Dr. Jonathan L. Haines: There could be as many as 50 genes that contribute to Alzheimer’s disease. We are just now learning what some of these genes are, and it looks like they are involved in a lot of the processes of the brain (processing proteins in the brain) but exactly how that works we just don’t know yet. There are several genes that are already known. There are three genes recognized to be involved in the rare form of early onset Alzheimer’s disease, and we have known about those for quite some time. There is one major gene that is involved in late onset Alzheimer’s disease that we helped uncover back in the 1990’s . . . and now there are three additional ones that have been published within the last year that we know about.
What is the advantage of having such a large consortium working on uncovering the mysteries behind Alzheimer’s disease?
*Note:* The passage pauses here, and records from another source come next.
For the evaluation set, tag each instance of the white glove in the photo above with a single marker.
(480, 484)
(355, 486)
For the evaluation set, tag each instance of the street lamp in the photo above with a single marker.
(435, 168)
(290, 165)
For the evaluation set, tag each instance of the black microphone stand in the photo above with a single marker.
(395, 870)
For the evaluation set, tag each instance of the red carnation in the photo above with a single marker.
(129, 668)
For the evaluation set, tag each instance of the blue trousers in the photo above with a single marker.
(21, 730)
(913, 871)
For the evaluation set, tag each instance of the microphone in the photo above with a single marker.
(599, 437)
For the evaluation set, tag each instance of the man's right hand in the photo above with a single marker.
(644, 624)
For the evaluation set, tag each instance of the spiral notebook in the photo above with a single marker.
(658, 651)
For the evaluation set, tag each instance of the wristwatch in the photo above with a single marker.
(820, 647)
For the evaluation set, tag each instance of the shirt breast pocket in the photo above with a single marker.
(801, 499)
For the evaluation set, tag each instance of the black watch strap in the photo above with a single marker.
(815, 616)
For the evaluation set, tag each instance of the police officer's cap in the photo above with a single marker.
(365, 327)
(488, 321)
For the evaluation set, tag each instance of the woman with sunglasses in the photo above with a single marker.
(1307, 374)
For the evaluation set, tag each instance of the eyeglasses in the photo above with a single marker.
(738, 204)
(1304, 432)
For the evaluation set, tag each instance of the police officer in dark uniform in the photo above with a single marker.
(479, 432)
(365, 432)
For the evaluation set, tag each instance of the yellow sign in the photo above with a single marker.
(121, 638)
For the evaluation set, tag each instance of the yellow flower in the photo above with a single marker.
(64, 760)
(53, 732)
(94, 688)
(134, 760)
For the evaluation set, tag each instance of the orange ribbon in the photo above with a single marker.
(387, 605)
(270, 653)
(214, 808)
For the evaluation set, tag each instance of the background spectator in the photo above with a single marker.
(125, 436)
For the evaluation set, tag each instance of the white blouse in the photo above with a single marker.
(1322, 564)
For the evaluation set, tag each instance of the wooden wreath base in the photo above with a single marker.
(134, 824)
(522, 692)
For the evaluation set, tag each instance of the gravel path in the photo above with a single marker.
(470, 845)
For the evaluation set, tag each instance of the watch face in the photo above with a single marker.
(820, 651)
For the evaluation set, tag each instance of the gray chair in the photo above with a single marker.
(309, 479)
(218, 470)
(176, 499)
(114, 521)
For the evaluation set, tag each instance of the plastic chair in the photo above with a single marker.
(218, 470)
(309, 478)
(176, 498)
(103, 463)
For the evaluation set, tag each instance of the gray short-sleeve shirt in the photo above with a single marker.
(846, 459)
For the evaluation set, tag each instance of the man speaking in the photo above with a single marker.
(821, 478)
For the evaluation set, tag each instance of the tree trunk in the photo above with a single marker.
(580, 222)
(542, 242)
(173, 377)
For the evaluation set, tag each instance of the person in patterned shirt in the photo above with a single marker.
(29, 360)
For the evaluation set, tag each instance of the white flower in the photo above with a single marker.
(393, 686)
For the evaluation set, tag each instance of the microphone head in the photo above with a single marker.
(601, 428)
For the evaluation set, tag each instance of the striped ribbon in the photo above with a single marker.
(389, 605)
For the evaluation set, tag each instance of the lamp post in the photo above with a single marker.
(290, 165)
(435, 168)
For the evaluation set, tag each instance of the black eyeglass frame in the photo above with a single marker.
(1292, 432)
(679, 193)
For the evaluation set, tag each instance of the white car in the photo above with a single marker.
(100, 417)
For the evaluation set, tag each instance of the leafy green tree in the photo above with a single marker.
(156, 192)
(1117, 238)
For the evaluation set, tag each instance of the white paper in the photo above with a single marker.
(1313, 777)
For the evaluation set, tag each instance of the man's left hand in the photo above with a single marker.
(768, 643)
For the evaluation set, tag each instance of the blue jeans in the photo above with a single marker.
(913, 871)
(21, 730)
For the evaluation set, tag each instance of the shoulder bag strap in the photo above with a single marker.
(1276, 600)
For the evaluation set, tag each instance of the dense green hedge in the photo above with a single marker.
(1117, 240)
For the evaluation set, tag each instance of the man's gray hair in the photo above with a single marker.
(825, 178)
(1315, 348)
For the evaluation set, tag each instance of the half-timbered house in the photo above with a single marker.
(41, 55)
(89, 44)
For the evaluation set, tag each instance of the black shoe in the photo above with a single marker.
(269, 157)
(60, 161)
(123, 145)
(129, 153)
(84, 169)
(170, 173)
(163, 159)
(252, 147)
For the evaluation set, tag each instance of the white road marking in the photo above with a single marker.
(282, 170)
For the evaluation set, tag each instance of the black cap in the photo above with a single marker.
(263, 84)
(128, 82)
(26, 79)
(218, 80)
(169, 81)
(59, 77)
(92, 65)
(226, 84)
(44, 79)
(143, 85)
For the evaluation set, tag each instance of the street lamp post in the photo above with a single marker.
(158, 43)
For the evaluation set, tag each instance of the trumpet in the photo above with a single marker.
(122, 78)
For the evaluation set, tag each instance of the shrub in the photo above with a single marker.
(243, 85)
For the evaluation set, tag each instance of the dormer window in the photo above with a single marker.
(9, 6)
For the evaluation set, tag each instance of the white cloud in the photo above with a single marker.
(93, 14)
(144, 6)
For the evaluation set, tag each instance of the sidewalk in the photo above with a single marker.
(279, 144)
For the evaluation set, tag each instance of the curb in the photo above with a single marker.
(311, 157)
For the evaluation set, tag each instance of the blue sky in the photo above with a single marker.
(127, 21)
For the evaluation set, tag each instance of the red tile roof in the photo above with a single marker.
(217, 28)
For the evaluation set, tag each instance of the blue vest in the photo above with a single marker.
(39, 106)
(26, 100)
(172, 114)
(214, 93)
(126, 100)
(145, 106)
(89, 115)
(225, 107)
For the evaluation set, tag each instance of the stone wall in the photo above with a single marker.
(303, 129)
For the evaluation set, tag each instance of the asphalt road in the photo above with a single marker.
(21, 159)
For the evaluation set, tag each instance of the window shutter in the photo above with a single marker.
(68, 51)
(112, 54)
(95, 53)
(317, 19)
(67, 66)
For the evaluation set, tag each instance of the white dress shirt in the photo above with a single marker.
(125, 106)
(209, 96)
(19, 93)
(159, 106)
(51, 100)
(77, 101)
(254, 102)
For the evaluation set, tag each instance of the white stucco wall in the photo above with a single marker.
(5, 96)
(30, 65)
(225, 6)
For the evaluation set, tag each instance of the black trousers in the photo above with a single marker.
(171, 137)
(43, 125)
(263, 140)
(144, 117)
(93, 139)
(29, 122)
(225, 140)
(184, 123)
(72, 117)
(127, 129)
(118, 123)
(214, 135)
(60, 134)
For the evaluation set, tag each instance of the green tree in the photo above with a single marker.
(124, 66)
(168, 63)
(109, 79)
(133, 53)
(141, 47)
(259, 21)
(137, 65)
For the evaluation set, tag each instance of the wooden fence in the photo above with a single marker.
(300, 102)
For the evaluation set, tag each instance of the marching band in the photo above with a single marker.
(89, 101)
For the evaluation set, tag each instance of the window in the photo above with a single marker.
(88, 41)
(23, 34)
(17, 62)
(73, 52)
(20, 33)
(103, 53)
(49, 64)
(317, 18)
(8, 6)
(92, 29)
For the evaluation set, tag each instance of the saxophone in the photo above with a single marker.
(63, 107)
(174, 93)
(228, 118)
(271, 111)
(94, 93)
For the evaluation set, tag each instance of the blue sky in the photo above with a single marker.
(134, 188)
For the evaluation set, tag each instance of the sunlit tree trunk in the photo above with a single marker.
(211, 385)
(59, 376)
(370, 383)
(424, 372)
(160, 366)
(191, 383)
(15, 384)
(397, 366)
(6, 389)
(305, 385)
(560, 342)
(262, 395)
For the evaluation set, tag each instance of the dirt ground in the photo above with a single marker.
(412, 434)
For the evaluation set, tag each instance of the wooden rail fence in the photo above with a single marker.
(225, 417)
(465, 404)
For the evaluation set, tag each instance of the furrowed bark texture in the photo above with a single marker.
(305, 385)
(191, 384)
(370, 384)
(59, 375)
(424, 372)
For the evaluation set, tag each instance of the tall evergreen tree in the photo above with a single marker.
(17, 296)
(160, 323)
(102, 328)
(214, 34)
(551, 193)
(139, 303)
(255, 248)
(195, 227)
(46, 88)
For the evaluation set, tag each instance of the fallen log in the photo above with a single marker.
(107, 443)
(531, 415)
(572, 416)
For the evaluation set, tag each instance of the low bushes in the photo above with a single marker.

Dr. Jonathan L. Haines: One of the real advantages of bringing the consortia together, having this extremely large data set and all of these people working on it is that we can make much more definitive statements about whether that gene is involved or whether that gene is not involved. There have been a lot of studies over the past 20 years looking at individual genes and relatively small data sets, and people will find things that other people just didn’t see. There has been a lot of disagreement (controversy is not the right word) about what is involved and what isn’t. With getting all of these people together and looking at these very large data sets, we can make much more definitive statements about what is involved and what is not involved.